IPv6, Web NFC, XMPP, UTF-8, DM-SMR, GS1, JSON, H3, Firefox

  1. IPv6 link local addresses (@ APNIC ) - Well, there's nothing new about IPv6 link local address scope zone identifiers / index. Also see RFC 6874 (@ tools.ietf.org ). I've also posted that it would be wonderful if hosts file would support zone identifiers. So it would be possible to configure server fe80::1234%eth0 or something similar.

  2. Web NFC - Wow, that's interesting. It can allow many things. What kind of security problems it will create, remains to be seen. Encrypted and or signed payload using NDEF, etc. Includes blocklist and permission controls. kw: WebAPI / WebNFC (@ Mozilla Wiki )

  3. XMPP Myths (@ xmpp.org ) - Funny arguments. Really. Phew.

  4. UTF-8 everywhere (@ utf8everywhere.org ) - - This is something which I really like. I'm so sick'n'tired of different annoying character encoding problems.

  5. Western Digital (WD) and Seagate are caught selling drives using DM-SMR (@ Wikipedia ) technology without telling about it to the customers. Why they wouldn't tell it? Afaik, this is borderline scam. Sure, for most of users it doesn't matter, but there's always the group whom require persistent and constant write performance. Of course it's quite sensible to assume that the systems are using SSD and the HDD is just there for media / archive storage. But you can't be sure about that. In my case, it wouldn't basically make any difference, even if all of my drives (at home work with workstations) would be using SMR technology. All random access and most of writes are handled by the SSD. Only data being archived or persistently is stored to the HDD drives. And that data might not be ever mostly updated and not even read monthly. - But if I use the HDD to restore something like a backup data sets, then suddenly there's high persistent write load which can persist for days for large backup restores. In that case especially if it's critical recovery it would be very annoying to suddenly find out that the drive performance tanks. Ok, if it would be real emergency I probably would restore the data to high capacity SSD server. But If it's not that bad, then I'll prefer on-premise systems.

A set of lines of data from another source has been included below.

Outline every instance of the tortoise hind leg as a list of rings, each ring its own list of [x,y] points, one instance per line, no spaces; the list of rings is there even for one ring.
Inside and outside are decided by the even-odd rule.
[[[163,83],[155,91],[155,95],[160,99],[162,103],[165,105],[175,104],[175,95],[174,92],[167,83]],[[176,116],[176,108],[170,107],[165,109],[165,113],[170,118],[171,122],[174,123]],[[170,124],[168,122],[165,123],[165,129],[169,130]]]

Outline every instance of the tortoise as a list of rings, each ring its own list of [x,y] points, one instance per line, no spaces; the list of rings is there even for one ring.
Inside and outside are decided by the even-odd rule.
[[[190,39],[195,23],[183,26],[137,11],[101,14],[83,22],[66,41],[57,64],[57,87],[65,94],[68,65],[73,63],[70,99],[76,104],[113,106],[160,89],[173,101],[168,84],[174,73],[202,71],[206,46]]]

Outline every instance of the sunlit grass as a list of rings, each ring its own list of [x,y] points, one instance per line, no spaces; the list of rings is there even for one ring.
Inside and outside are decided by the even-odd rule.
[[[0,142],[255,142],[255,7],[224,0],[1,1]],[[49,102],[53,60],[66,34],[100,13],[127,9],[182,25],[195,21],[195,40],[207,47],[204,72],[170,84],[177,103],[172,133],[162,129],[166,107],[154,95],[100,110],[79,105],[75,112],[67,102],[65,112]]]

  6. Again, people are talking about GS1-128 (EAN-128) (@ Wikipedia ) and at the same time the format they're proposing, breaks all the GS1 standards in their book. It's good to remember that Code 128 (@ Wikipedia ) code isn't automatically GS1-128 code. I don't get it. I'm pretty sure some larger customer whom really checks the code, is going to reject the solution, because it doesn't follow mutually agreed standards. Yet, as said so many times. There are standards and then you can break the standards, in many cases it works just fine. Yet the standards people might whine, that it's wrong. FYI, EAN-128 isn't GTIN-13 / EAN-13 (@ Wikipedia ) just with extra numbers. And if requires GS1 (@ gs1.org ) does arrange consultation about this topic.

  7. Postscript to the previous point. Who said JSON doesn't support full 8bit binary data? At least my implementation does. Fields which starts with ' are 8bit binary and \ is the escape for ending character if required. Example: '8-bit_data_here\'sample_escape' and that's it. Now JSON supports binary data it. Job done, it wasn't that hard, was it? It's not my fault, if you crappy solution doesn't support my extensions. ;) If you're so stuck with some lame parser, I can give you extension, which extends the Python standard json.dumps and loads with that support. No more base64 gunk. - I'm kidding, of course. How about calling the extension JSON+8b?

  8. When I enable HTTP/3 (@ Wikipedia ) with Firefox ( settings: network.http.http3.enabled ) some sites start to fail loading. I guess that's the reason why it's disabled by default. Yet because I said only some sites stop working, which doesn't include all the sites supporting HTTP/3, which could mean that it's just compatibility issue with the specific server implementation the site is using.

  9. Another Firefox problem. I used tabs and a web site to upload files. It seems that even if the upload is completed, and I've closed the tab. Firefox is still keeping the file handles open for the files that got uploaded. Sigh, so annoying. Well, restarting Firefox fixed the issue. Maybe there's some periodic clean-up of file handles or something, which would have closed the handles, even if those didn't get closed immediately. But why it isn't happening as soon as the upload is completed?